Essa bagagem foi importante, anos depois, quando aceitou um convite do então presidente da Acate, Rui Gonçalves, para liderar a criação da Vertical Educação, seguindo um modelo de conexão entre empreendedores do mesmo segmento para gerar negócios em conjunto – na época, só existiam as verticais de Energia, Segurança e Telecom (atual Conectividade).

A atual diretora da Vertical Educação diz que uma das prioridades do grupo neste ano é a retomada do projeto do Cluster com os órgãos públicos e demais empresas e entidades privadas do estado. “Estamos planejando encontros com diversas instituições para compreender os direcionamentos do mercado educacional hoje, as tendências e como podemos nos ajudar”, define Nadine.

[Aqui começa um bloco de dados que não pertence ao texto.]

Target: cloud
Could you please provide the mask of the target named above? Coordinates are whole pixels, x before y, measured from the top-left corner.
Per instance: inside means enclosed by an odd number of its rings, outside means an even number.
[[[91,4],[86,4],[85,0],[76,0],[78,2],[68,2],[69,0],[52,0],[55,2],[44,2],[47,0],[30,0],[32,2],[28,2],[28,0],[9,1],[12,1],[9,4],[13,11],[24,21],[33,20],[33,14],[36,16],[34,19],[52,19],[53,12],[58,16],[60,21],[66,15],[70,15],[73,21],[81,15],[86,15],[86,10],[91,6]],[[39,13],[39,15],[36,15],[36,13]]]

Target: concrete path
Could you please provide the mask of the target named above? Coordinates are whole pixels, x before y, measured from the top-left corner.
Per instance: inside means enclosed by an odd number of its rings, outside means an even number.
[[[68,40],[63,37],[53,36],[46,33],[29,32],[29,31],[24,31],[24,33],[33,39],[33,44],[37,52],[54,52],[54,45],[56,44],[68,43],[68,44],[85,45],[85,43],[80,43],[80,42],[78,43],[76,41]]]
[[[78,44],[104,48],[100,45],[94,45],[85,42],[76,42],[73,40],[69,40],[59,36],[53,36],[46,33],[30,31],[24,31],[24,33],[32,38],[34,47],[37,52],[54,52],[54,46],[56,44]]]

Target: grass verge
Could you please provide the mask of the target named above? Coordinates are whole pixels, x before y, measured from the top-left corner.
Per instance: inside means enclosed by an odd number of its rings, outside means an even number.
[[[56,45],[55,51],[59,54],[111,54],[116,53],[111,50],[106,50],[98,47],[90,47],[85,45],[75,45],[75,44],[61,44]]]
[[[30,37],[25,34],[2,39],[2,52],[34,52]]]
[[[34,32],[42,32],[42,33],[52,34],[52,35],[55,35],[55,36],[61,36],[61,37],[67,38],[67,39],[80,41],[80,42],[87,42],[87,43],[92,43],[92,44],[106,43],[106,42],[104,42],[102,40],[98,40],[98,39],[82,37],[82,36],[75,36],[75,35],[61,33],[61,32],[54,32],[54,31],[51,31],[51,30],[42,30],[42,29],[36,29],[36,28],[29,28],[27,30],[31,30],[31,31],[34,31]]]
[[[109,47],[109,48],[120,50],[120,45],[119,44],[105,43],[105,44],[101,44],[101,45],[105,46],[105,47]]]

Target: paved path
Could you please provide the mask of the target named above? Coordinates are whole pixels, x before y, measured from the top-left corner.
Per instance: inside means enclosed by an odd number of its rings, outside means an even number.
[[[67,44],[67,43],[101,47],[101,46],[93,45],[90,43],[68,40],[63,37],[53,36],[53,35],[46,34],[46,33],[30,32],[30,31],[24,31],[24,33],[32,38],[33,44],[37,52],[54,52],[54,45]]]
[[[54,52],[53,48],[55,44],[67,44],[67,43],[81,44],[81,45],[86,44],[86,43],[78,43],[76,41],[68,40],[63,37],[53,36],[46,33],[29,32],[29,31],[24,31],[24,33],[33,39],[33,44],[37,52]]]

A rede pública de ensino em Florianópolis poderá ser, a partir do ano que vem, um bom laboratório para colocar em prática estas tendências e inovações em sala de aula. Segundo o secretário municipal de Educação, Maurício Fernandes Pereira, serão inauguradas em 2020 duas escolas, nos bairros de Ratones (norte da Ilha) e Tapera (sul), que funcionarão em tempo integral, com ensino em multilinguagem (português, inglês, libras e programação) e espaço ‘maker’ para os alunos desenvolverem projetos e softwares como parte do processo de aprendizado.

A tecnologia precisa ajudar os professores a mudar o conceito que eles têm de escola e de sala de aula. É preciso passar conteúdo com mais impacto, o mundo mudou e as crianças mudaram. Se o professor não mudar também ele será visto apenas como um chato na frente da sala. Tecnologia não é só digital, é aprender a fazer e resgatar a possibilidade de trabalhar em conjunto”, comenta o secretário.